Yesterday I did a video on everything I ate in a day living on WW2 rations.

I’ve been living on WW2 rations since January 8th, 2023 and am over 9 months into the experiment in the hope that I can normalise my eating habits (stop overeating and bingeing), become healthier, lose weight (I’m over 65 lbs down) and gain a deeper insight into how families ate during the war in the 1940s.

The video contains my thoughts and of course preparing my meals for the day but here is a list of what I ate:

Breakfast

Pinhead (Steel Cut) oats, a dash of milk, a little dried fruit and a spoonful of golden syrup (400 calories)

Lunch

Fried vegetables (cabbage, celery, onion and mushroom) on toast (400 calories)

Dinner

Irish Potato cakes cooked in fat with steamed cabbage (450 calories)

Dessert

Brown Betty (350 calories)

Extras

Milk (100 calories) 4 mugs of tea (2 teabags used twice)

TOTAL CALORIES = 1700

Protein wise it was a low protein day (about 50-60g) but on days I eat lentils and beans my average is 80-90g.
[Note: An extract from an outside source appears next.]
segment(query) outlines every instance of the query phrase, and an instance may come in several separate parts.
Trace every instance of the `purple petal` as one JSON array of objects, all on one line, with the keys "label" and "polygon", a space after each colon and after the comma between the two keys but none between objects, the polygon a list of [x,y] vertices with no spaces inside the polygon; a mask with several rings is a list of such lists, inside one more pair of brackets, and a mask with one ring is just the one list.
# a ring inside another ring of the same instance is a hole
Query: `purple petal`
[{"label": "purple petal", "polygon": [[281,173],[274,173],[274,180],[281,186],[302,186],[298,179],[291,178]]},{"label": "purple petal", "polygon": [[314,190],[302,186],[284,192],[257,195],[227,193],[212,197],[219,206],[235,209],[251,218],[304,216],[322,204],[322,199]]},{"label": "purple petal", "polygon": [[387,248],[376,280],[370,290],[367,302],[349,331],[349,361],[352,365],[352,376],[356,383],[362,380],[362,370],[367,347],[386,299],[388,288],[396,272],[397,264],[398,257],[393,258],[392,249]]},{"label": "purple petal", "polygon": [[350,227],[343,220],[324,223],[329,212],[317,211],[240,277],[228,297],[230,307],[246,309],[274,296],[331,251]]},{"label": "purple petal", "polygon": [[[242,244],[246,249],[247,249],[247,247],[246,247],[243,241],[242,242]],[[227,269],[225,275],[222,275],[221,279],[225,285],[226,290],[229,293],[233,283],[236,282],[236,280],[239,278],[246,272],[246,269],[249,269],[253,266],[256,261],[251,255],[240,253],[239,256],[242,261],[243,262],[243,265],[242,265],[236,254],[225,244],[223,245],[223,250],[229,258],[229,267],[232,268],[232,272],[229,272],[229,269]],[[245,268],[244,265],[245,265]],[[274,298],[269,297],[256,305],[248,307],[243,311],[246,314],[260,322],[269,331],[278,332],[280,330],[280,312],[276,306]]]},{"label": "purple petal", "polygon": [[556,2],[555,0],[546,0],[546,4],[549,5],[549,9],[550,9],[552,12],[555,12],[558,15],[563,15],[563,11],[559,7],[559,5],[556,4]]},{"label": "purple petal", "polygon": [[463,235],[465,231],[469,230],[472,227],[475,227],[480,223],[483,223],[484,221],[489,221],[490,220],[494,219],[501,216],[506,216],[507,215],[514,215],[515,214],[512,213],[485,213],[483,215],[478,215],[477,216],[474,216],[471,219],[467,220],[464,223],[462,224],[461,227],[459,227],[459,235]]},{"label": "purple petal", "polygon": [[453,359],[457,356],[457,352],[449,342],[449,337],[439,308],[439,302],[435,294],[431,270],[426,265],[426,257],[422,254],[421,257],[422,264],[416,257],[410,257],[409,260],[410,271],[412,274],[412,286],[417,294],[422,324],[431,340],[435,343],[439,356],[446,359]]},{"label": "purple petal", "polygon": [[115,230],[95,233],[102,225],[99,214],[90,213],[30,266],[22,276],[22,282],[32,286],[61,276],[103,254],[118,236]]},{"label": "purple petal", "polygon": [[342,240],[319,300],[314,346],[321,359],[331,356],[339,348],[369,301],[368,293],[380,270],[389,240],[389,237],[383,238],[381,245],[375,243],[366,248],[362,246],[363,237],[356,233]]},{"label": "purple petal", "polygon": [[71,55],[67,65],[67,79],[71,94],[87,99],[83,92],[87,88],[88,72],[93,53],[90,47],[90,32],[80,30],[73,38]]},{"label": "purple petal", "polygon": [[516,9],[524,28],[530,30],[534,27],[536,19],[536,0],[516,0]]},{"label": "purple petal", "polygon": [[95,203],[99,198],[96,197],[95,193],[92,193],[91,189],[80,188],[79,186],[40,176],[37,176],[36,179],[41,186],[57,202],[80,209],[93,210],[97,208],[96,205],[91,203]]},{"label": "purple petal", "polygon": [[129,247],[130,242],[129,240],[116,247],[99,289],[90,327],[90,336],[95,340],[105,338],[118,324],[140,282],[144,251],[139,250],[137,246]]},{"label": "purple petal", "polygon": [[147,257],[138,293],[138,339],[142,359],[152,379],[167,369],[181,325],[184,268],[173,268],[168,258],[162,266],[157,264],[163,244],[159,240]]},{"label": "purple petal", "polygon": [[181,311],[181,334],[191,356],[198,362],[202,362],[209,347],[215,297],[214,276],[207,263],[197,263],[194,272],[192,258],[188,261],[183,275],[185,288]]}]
My blood work during the summer showed optimal protein levels.

Hope this helps, C xxxxx

8 thoughts on “What I Eat in a Day Living on WW2 Rations


  1. I had to laugh Carolyn, cabbage at our farmers market is really cheap right now and a big harvest, so we’ve been eating a lot of it too! Luckily, we both love it. Last night, I boiled up the bones from a roast chicken we had for Sunday dinner and made a broth. I tucked in more cabbage, some carrots, onion, and some leftover broccoli from another night. It was fabulous!
    BTW, you already look younger than your profile picture! Keep up the good work.


    • Nothing wrong with cabbage – I use it regularly in cooking, be it white, green or red.

      I think there’s lots of my generation who were all but put off the humble cabbage as kids, with memories of the limp watery stuff served up at school, or at home where Mum would boil it to within an inch of it’s life!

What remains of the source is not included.